Author: Tineke Koster
As I am writing this, volunteers are rekeying our 17th century newspapers articles. Optical character recognition of the gothic text type in use at the time has yielded poor results, making this part of our digital collection nearly inaccessible for full-text search. The Meertens institute, who have an excellent track record when it comes to crowdsourcing, has developed the editor (Dutch). Together with them we are working towards a full update of all newspaper issues from 1618 to 1700 that are available in our website Delpher.
Great news and, for some researchers, an eagerly awaited development. A bright future beckons in which our digital text corpus is 100% correct, just waiting to be mined for dynamic phenomena and paradigm shifts.

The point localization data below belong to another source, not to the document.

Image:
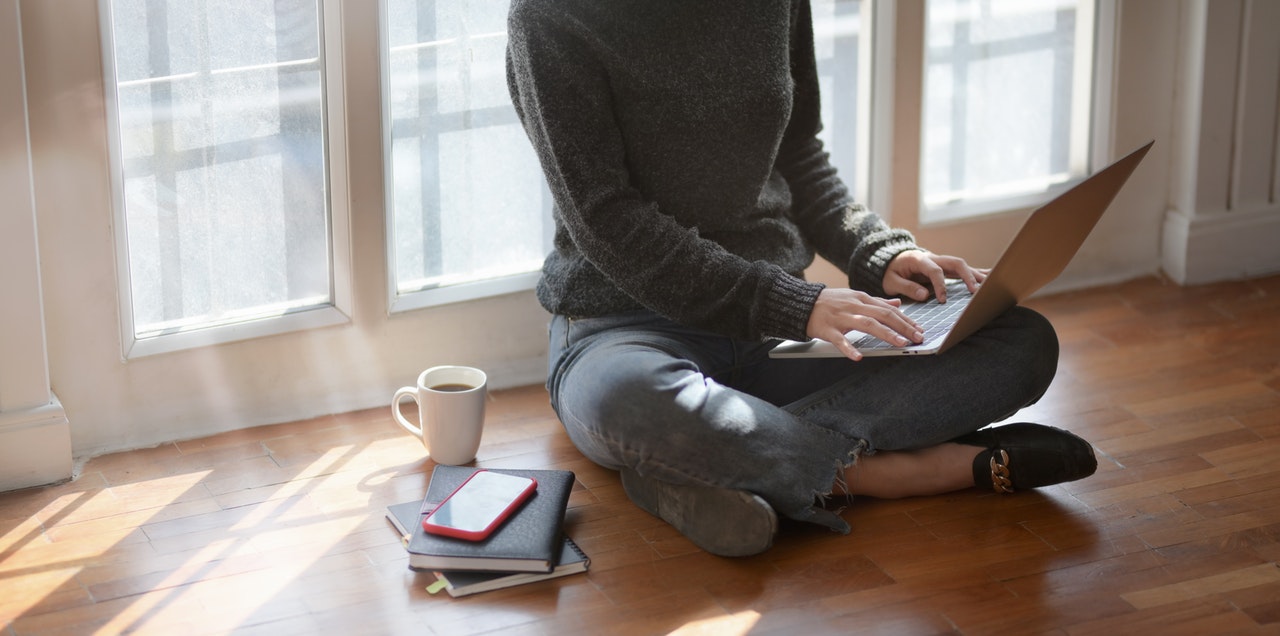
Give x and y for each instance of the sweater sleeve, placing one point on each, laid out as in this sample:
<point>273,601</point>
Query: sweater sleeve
<point>848,234</point>
<point>561,90</point>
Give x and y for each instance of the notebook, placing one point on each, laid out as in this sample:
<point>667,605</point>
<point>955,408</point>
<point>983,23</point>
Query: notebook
<point>1036,256</point>
<point>528,541</point>
<point>460,582</point>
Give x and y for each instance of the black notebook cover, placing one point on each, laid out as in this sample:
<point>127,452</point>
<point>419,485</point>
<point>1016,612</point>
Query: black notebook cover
<point>462,582</point>
<point>530,540</point>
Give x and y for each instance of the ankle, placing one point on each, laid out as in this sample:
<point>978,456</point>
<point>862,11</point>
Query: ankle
<point>901,474</point>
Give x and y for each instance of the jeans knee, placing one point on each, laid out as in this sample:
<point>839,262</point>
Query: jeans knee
<point>1038,346</point>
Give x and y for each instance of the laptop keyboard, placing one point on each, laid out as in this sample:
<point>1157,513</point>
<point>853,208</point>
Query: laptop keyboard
<point>933,318</point>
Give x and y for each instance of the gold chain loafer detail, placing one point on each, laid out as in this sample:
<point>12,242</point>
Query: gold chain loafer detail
<point>1000,480</point>
<point>1023,456</point>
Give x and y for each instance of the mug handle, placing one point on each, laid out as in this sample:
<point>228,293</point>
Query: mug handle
<point>411,392</point>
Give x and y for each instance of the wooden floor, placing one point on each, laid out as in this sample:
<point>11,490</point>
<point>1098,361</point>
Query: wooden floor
<point>279,530</point>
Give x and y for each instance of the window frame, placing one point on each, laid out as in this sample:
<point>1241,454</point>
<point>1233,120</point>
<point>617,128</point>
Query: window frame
<point>897,132</point>
<point>398,301</point>
<point>338,310</point>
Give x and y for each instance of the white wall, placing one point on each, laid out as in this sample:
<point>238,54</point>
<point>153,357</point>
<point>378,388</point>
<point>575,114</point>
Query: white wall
<point>118,405</point>
<point>1224,214</point>
<point>35,435</point>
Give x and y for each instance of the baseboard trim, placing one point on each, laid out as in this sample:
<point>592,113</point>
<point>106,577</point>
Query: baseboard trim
<point>35,447</point>
<point>1228,246</point>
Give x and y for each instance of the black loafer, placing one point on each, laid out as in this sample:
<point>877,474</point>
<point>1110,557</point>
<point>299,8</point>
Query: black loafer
<point>1022,456</point>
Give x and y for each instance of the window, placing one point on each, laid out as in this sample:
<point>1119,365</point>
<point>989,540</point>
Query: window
<point>219,136</point>
<point>467,211</point>
<point>1006,100</point>
<point>839,40</point>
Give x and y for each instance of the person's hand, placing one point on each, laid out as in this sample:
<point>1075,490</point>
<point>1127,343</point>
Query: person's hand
<point>914,273</point>
<point>839,311</point>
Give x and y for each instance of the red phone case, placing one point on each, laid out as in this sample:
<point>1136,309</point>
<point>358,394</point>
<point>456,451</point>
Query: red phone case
<point>430,524</point>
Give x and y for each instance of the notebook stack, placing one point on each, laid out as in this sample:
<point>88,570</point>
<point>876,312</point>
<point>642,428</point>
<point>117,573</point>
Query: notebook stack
<point>529,547</point>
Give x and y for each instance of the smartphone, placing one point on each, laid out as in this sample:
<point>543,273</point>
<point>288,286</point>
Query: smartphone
<point>479,506</point>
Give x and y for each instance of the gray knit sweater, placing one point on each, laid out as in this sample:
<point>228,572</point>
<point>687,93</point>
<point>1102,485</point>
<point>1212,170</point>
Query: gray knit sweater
<point>679,142</point>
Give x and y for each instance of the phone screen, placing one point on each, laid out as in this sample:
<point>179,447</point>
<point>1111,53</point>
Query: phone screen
<point>480,502</point>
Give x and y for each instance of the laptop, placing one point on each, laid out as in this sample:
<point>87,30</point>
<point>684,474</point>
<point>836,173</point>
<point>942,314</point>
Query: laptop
<point>1036,256</point>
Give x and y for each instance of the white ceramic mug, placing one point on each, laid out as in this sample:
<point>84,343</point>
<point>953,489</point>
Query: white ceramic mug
<point>449,412</point>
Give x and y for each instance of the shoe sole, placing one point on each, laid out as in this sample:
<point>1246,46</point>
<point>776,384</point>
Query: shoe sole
<point>722,521</point>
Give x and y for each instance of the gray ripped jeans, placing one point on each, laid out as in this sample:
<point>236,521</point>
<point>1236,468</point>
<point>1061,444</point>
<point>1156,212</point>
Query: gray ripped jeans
<point>688,406</point>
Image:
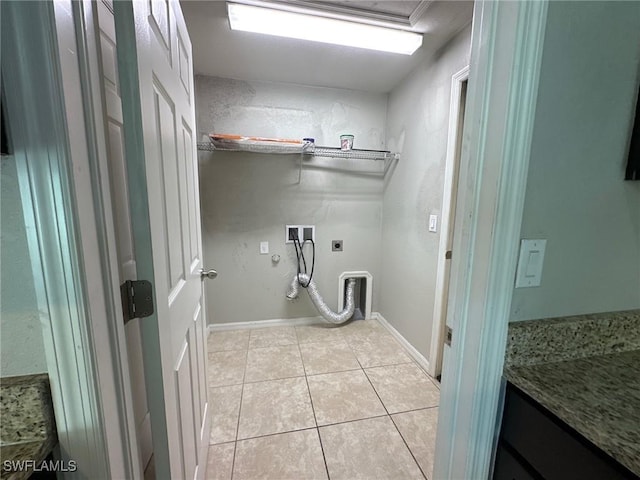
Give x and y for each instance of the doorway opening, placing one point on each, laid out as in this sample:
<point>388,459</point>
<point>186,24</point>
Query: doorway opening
<point>439,335</point>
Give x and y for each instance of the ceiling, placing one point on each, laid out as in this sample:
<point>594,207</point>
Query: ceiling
<point>218,51</point>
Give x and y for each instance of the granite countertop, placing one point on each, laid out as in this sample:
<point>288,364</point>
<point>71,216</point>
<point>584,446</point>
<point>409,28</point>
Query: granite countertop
<point>597,396</point>
<point>27,430</point>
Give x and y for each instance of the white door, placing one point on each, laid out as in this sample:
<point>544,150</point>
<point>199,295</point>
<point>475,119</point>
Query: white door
<point>159,123</point>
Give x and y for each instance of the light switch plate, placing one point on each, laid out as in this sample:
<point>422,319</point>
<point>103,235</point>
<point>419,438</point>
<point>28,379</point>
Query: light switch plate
<point>530,263</point>
<point>433,223</point>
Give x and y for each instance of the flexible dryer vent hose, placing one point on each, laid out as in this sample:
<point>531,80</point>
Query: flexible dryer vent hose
<point>319,302</point>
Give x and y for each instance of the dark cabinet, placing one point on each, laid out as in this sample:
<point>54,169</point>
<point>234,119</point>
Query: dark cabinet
<point>535,444</point>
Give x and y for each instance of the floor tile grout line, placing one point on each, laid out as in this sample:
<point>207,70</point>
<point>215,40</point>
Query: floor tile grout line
<point>275,433</point>
<point>354,420</point>
<point>409,449</point>
<point>376,392</point>
<point>315,419</point>
<point>235,444</point>
<point>321,426</point>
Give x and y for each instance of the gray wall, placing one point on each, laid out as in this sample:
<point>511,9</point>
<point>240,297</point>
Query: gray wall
<point>576,197</point>
<point>417,126</point>
<point>21,344</point>
<point>248,198</point>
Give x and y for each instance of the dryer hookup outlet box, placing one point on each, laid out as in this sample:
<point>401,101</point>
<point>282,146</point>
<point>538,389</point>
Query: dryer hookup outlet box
<point>301,232</point>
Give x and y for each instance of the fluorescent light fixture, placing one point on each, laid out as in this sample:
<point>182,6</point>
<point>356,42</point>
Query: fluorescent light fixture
<point>249,18</point>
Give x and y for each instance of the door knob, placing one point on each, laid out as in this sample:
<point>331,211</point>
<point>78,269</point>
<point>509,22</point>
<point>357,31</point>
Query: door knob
<point>210,274</point>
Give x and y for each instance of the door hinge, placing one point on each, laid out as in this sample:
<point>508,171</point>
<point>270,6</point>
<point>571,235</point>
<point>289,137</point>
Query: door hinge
<point>448,334</point>
<point>137,299</point>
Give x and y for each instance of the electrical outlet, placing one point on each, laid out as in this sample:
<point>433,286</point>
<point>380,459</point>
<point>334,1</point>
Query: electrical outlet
<point>301,232</point>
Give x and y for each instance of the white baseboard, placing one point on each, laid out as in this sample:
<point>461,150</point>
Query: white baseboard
<point>411,350</point>
<point>275,322</point>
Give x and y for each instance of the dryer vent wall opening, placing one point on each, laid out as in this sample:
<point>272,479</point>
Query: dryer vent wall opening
<point>362,293</point>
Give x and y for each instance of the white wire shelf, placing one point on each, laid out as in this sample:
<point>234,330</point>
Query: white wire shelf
<point>305,149</point>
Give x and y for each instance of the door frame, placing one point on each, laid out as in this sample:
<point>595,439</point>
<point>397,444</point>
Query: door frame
<point>452,158</point>
<point>506,53</point>
<point>60,155</point>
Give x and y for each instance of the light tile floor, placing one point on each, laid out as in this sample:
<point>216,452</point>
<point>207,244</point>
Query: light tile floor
<point>318,402</point>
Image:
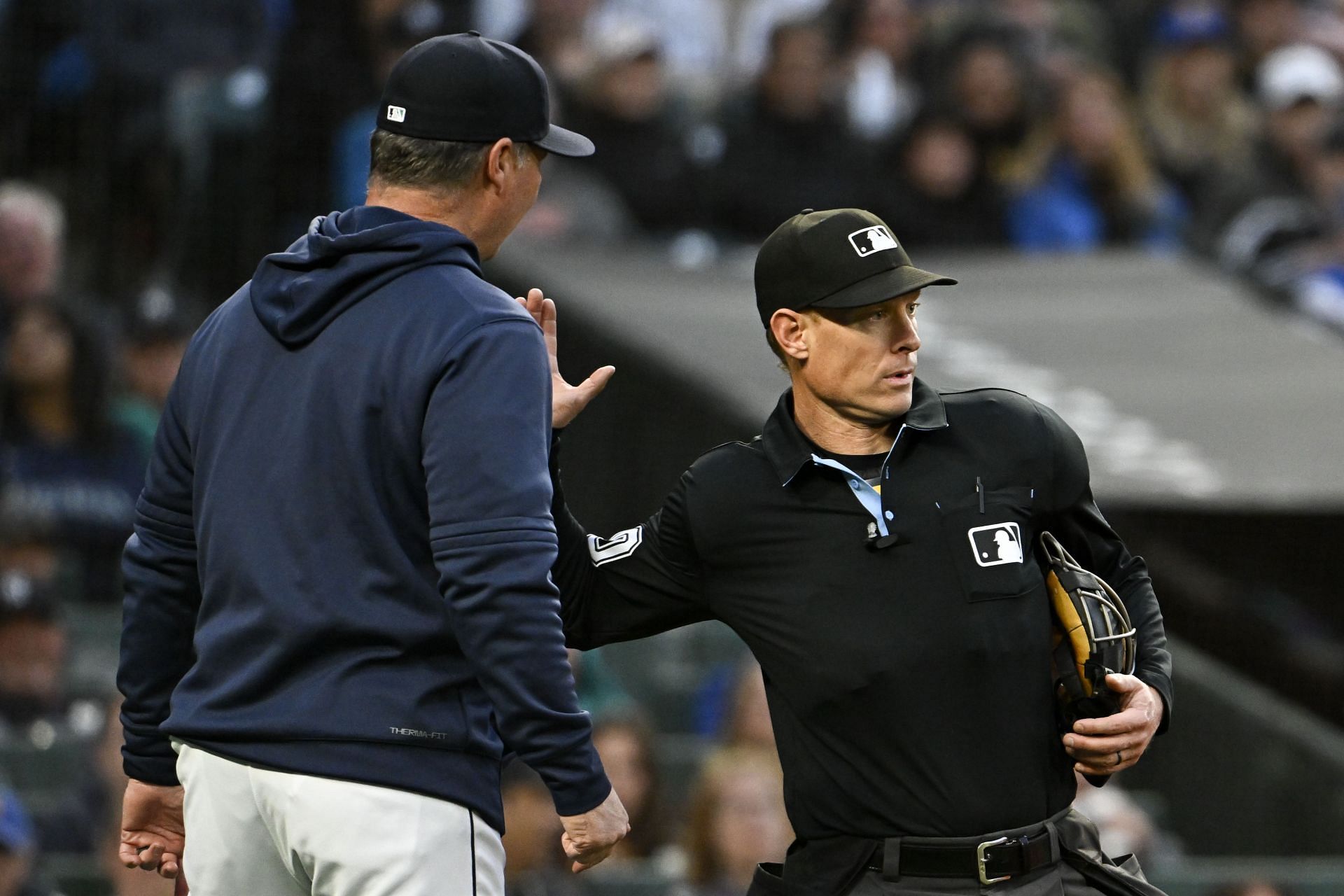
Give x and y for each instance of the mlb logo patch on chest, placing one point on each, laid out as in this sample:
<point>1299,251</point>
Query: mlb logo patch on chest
<point>996,545</point>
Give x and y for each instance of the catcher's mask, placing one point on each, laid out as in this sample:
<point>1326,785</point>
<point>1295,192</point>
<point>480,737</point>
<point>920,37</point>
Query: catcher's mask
<point>1093,634</point>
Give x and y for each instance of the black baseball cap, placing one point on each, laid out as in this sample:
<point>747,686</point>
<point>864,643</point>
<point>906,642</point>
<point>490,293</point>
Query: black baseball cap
<point>472,89</point>
<point>835,258</point>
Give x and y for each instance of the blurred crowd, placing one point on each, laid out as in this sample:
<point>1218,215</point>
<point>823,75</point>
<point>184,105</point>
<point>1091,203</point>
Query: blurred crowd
<point>151,150</point>
<point>186,140</point>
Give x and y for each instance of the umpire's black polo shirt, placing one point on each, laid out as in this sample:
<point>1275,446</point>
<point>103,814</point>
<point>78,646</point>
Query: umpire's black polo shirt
<point>909,685</point>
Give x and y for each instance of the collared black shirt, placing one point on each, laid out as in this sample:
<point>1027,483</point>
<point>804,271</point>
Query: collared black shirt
<point>909,685</point>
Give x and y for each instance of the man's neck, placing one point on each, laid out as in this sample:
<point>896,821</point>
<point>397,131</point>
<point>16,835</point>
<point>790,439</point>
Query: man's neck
<point>451,210</point>
<point>839,434</point>
<point>50,415</point>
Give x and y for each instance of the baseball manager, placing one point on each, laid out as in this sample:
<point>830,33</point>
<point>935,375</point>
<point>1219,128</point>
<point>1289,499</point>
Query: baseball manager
<point>874,548</point>
<point>339,609</point>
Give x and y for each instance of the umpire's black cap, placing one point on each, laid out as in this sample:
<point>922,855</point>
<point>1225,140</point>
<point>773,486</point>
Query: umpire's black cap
<point>472,89</point>
<point>835,258</point>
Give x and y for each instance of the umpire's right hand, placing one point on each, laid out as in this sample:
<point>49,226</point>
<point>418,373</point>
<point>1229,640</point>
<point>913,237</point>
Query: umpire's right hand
<point>590,837</point>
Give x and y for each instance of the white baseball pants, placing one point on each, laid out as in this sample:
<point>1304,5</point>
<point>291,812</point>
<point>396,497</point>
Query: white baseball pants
<point>253,832</point>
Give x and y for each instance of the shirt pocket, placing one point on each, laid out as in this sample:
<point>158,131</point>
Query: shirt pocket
<point>990,545</point>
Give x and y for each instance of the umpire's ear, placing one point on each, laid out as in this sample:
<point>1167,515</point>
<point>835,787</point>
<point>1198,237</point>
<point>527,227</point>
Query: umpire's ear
<point>790,332</point>
<point>503,163</point>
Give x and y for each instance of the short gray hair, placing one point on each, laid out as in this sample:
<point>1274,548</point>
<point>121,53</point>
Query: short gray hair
<point>397,160</point>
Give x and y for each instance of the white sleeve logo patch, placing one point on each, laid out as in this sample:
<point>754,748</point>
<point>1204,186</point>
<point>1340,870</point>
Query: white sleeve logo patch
<point>622,545</point>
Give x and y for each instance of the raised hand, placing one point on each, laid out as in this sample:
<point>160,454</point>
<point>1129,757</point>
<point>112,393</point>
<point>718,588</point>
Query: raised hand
<point>566,400</point>
<point>152,830</point>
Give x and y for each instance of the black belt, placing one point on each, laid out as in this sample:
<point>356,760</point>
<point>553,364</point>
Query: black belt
<point>990,862</point>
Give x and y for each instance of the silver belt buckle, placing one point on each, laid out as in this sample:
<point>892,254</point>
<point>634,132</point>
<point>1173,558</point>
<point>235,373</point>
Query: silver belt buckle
<point>980,862</point>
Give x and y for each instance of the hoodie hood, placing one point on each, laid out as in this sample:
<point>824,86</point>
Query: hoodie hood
<point>342,260</point>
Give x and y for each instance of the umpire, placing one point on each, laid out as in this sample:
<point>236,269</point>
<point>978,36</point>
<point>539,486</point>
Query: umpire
<point>339,609</point>
<point>873,547</point>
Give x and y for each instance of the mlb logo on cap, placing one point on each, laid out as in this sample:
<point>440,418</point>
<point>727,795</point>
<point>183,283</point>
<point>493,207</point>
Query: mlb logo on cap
<point>996,545</point>
<point>872,239</point>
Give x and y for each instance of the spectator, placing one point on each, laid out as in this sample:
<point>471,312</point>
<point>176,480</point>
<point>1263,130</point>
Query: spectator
<point>1252,888</point>
<point>556,36</point>
<point>624,105</point>
<point>1262,27</point>
<point>33,227</point>
<point>939,194</point>
<point>755,24</point>
<point>625,745</point>
<point>1198,120</point>
<point>990,86</point>
<point>1259,222</point>
<point>534,862</point>
<point>393,34</point>
<point>736,820</point>
<point>1123,825</point>
<point>748,723</point>
<point>692,38</point>
<point>155,342</point>
<point>882,94</point>
<point>787,146</point>
<point>185,92</point>
<point>1059,33</point>
<point>598,690</point>
<point>1084,179</point>
<point>66,464</point>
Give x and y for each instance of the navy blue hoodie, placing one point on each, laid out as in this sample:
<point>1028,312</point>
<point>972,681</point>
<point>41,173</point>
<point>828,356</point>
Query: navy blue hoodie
<point>342,555</point>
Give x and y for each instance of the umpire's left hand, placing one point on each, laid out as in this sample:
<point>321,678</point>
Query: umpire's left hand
<point>1112,743</point>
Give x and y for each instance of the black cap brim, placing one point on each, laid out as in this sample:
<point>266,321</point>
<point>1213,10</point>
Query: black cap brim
<point>883,285</point>
<point>566,143</point>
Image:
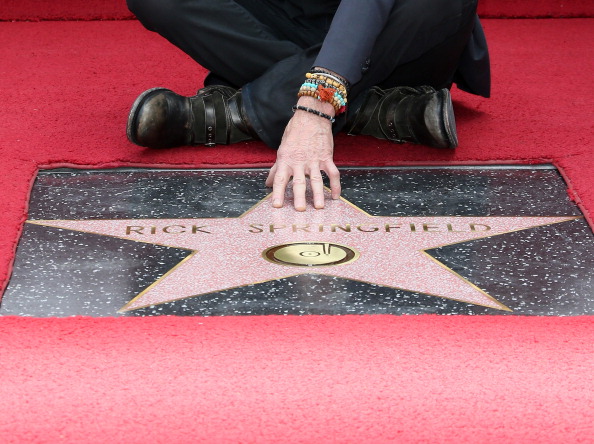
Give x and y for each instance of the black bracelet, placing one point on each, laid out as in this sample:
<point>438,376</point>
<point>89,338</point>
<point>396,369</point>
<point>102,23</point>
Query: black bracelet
<point>314,111</point>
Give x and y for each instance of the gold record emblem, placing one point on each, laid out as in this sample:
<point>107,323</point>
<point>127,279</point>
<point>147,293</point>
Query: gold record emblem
<point>310,254</point>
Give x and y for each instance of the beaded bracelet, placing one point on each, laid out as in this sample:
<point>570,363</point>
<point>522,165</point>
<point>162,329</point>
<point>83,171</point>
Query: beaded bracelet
<point>314,111</point>
<point>336,77</point>
<point>330,80</point>
<point>325,94</point>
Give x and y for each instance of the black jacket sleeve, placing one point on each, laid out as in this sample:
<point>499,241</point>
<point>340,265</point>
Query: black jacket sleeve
<point>353,32</point>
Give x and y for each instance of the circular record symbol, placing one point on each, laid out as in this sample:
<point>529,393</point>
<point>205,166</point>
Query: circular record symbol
<point>310,254</point>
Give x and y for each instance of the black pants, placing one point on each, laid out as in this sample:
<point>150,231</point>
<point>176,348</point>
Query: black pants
<point>266,50</point>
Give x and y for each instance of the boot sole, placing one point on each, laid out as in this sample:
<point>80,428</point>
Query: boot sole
<point>449,121</point>
<point>133,115</point>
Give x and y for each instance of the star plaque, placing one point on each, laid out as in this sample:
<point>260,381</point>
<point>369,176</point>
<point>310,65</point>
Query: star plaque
<point>382,259</point>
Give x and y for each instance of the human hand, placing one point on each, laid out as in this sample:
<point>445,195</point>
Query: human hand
<point>306,149</point>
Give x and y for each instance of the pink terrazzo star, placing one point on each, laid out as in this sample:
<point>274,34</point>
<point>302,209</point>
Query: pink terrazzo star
<point>228,252</point>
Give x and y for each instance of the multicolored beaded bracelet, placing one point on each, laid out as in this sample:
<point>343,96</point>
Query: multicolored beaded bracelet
<point>314,111</point>
<point>325,93</point>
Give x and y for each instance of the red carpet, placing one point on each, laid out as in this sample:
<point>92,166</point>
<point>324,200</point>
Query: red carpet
<point>66,89</point>
<point>36,10</point>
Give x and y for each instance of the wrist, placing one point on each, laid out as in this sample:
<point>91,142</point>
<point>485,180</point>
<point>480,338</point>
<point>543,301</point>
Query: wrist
<point>316,104</point>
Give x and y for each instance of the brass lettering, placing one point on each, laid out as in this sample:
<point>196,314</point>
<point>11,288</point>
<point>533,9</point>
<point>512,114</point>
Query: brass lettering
<point>256,228</point>
<point>430,228</point>
<point>473,227</point>
<point>371,230</point>
<point>168,229</point>
<point>196,229</point>
<point>451,229</point>
<point>346,228</point>
<point>134,228</point>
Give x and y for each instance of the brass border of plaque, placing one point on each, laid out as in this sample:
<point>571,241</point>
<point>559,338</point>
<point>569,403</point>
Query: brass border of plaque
<point>310,254</point>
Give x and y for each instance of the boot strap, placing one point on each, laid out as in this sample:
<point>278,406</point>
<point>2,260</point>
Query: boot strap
<point>210,120</point>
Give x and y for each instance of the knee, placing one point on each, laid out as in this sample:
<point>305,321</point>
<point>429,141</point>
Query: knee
<point>152,13</point>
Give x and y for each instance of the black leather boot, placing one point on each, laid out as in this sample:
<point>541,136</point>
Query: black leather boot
<point>161,118</point>
<point>419,115</point>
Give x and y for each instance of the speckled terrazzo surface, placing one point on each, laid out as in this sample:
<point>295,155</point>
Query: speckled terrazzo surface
<point>498,240</point>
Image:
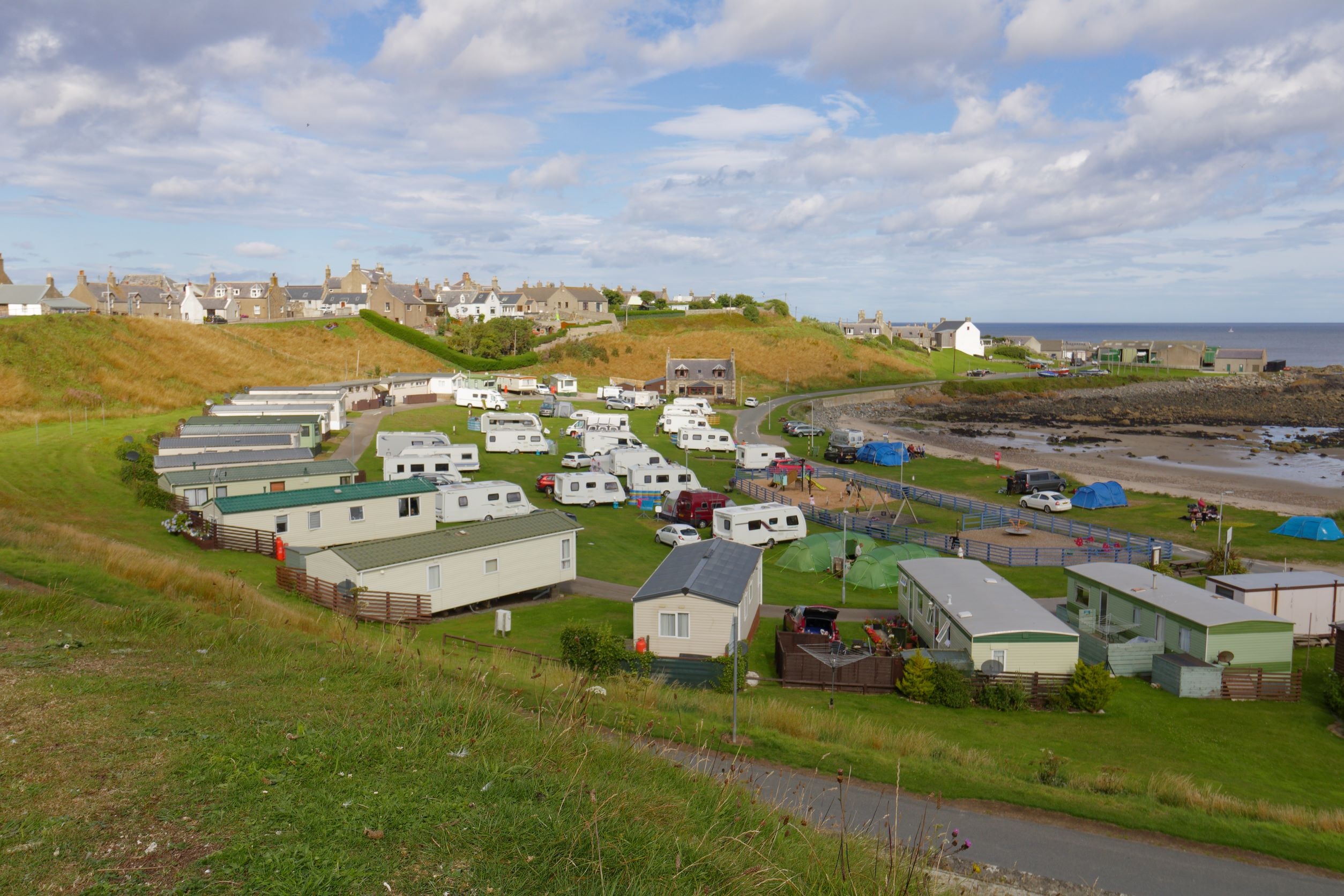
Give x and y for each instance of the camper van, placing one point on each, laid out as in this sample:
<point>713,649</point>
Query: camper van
<point>601,442</point>
<point>660,479</point>
<point>484,399</point>
<point>757,456</point>
<point>472,502</point>
<point>763,524</point>
<point>703,439</point>
<point>588,489</point>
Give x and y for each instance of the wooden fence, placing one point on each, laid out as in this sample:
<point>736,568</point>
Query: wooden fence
<point>367,606</point>
<point>1257,684</point>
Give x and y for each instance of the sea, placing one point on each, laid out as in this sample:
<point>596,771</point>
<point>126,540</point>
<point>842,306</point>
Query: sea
<point>1298,344</point>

But we have to realize that without the proper precautions, correcting digital texts may also hinder researchers in their work. How so? These texts may have been used (browsed, mined, cited, etc.) by researchers in their earlier form. The improvement or enrichment may have consequences for the reproducibility of their research results.
For all researchers the need to reproduce research results is growing, with new guidelines due to new laws. There is also a specific group of researchers that need sustained access to older versions of digital text. The need is highest for research where the goal is to develop an algorithm and to assess its quality relative to previous versions of the same algorithm or to other algorithms. Without sustained access to older versions, these people cannot do their work.
Is it our role to provide this access? How the National Library of the Netherlands is thinking about this issue, I hope to explain in a later blogpost (soon!). Meanwhile, I would be very interested to hear your experiences. How is this subject discussed in your organization? Does your organization have a policy in place to deal with this?